I'm giving my reasons in six posts. The first one was here. Here's the final one of the six...
6. Civil Liberties
Henry Porter in today's Guardian writes "What is worrying is the chill that has descended on civil liberties, as though freedom was some minority issue for eccentrics, rather than the oxygen of democracy."
I find it amazing that there is so little interest among ordinary people in examining whether the authoritarianism of government is justified.
"The [Labour] party has created a country where half a million people come under some kind of official surveillance every year; where emergency terror laws have become part of the normal policing arsenal; and where jury trial is under attack, total surveillance of communications and movement is proposed and secret courts meet to decide house arrest, without subjects ever being told what the evidence against them is."To this I would add storing innocent people's DNA, introducing ID cards, covering up torture by allies, treating asylum seekers abominably, allowing "fast-track" extradition without proper scrutiny by a court, and passing new laws to curtail free speech.

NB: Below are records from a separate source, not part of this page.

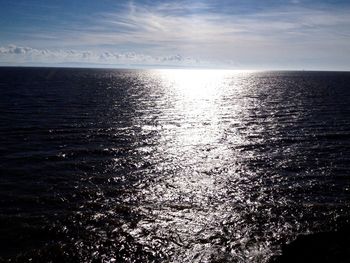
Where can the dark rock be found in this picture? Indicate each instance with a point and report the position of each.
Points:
(326, 247)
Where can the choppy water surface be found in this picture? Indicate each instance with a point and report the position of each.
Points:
(169, 166)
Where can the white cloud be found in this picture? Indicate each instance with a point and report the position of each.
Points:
(51, 56)
(156, 34)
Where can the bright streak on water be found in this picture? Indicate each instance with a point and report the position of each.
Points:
(172, 165)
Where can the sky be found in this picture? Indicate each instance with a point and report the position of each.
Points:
(236, 34)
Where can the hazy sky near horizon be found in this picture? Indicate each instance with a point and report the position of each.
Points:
(236, 34)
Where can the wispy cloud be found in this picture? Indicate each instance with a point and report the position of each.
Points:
(23, 55)
(291, 34)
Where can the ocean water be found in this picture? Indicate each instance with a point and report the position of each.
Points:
(169, 165)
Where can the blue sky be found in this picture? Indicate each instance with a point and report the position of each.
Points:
(236, 34)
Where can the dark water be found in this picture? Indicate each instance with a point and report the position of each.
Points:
(169, 166)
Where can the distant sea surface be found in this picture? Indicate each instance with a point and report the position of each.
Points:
(171, 165)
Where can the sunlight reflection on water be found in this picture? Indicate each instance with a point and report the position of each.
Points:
(194, 197)
(170, 165)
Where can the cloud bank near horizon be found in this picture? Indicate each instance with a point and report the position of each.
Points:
(295, 34)
(27, 55)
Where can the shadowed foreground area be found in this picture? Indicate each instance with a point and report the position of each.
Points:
(326, 247)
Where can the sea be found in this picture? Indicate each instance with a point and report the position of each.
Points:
(109, 165)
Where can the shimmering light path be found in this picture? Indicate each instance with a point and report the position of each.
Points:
(170, 165)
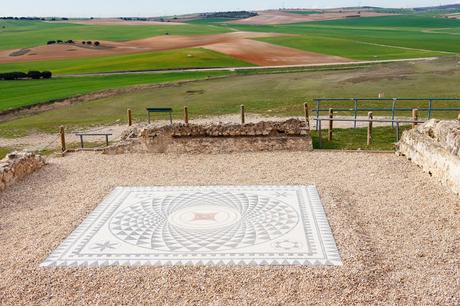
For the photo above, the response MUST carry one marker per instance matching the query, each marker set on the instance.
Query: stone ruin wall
(291, 135)
(17, 165)
(435, 147)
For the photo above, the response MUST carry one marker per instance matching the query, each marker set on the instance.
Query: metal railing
(396, 122)
(393, 109)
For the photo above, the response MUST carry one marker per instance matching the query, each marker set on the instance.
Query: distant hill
(439, 7)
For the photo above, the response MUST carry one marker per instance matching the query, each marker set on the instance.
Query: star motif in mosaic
(104, 246)
(215, 225)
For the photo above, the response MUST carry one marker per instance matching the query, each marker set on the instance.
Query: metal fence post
(306, 114)
(393, 112)
(369, 128)
(186, 115)
(130, 117)
(414, 117)
(331, 124)
(317, 112)
(355, 111)
(430, 108)
(320, 136)
(62, 132)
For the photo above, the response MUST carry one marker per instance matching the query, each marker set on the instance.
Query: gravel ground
(397, 229)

The Conservatives haven't and won't oppose these measures. And they will exploit them to the fullest when they regain power. Labour has made a mistake in putting these powers on the statute book.
There seems to be an assumption that there are around us such grave threats from criminals - and from terrorists in particular - that only these tyrannical methods are effective. Maybe. Maybe not. It is only by putting careful legal safeguards in place that ministers' claims about particular threats can be tested. It is only the Liberal Democrats that seem to think we should worry about such things.